Even some election observation experts don't believe in taking samples of voting stations for quick count or PVT. They think it is better to take all the voting stations and do away with the risk of just taking a sample. This idea seems like common sense, but it is flawed.
According to Vote Count Verification: A User’s Guide For Funders, Implementers, And Stakeholders, Democracy International, 2011:
Although international and domestic groups have con-ducted sample-based PVTs in dozens of countries since 1988, PVTs have sometimes drawn controversy in some quarters of the international community. National election authorities, foreign aid officials, and technical advisers have sometimes questioned the feasibility and accuracy of a vote count verification exercise based on statistical sampling, even though the use of statistical sampling in polling and research is widely accepted among social scientists, media organizations, public opinion researchers and politicians around the world. They also worry that a separate, unofficial vote projection that diverges from the official count might foment postelection unrest.
Misgivings among election authorities and national political elites about the purposes and methodology of PVTs are not surprising. Election authorities rarely like the idea of independent organizations, domestic or foreign, threatening to second guess the official results or offering their own reports of the election outcome. Foreign involvement in such exercises can also be seen as a threat to local sovereignty or hurt national pride because it seems to imply that national authorities require international oversight.
The reason that collecting data from all the units (a census) might not give as reliable results as collecting data from some of the units (a sample) because of the vastly larger scale of operation for the former. This is the well known fact in the census/survey community. Even the seemly simple and routine tasks of collecting vote count results from the voting stations, transmitting them to headquarters, and tabulating the results are no exception to this rule.
The critically important transitional elections in Indonesia in June 1999 produced considerable controversy among both domestic and international actors.
In response to substantial public mistrust of the official election authorities a coalition of Indonesian universities called the Rectors‟ Forum, with advice from NDI, proposed a sample-based PVT.

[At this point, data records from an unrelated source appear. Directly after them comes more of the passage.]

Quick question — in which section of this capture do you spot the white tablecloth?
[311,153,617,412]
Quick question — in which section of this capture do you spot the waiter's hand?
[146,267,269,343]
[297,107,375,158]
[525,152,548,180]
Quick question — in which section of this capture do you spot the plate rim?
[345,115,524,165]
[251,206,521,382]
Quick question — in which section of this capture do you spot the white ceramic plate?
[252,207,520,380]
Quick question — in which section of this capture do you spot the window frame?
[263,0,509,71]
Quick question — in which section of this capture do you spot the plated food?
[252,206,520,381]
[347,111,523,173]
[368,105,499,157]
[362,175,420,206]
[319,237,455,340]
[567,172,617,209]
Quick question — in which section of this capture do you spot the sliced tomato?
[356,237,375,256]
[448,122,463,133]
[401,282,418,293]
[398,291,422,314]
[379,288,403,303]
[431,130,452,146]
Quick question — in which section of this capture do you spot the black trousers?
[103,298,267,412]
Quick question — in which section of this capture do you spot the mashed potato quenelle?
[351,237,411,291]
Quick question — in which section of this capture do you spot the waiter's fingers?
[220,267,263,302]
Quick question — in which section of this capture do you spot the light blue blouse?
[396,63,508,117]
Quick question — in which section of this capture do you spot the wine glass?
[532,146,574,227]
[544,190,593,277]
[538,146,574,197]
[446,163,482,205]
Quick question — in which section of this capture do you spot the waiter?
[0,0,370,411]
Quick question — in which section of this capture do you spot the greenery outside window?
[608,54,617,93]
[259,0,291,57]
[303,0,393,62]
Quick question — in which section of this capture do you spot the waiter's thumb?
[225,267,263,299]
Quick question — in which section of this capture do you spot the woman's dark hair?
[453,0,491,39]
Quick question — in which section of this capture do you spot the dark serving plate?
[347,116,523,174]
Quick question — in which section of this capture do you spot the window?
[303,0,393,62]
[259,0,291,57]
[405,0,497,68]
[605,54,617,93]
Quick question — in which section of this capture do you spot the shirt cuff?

... Apparently, for the first time, however, development agency officials and technical advisers questioned the intellectual basis of a sample-based PVT. In particular, some PVT critics questioned the PVT‟s reliance on statistics. They claimed, incorrectly, that random statistical sampling would not work in the absence of extensive baseline demo-graphic data or could not be used for proportional representation elections. This was a fundamental misunderstanding of the principles of statistics.
Yet because of these unfounded concerns about a sample-based PVT, many Indonesian election and government officials, a number of foreign technical advisers, and some development agency officials initially opposed the PVT. Some urged instead that an independent vote tabulation should consist of a comprehensive PVT, which would at-tempt to collect all the results from several hundred thou-sand polling stations in the country, much as NAMFREL had attempted to do in the Philippines in 1986.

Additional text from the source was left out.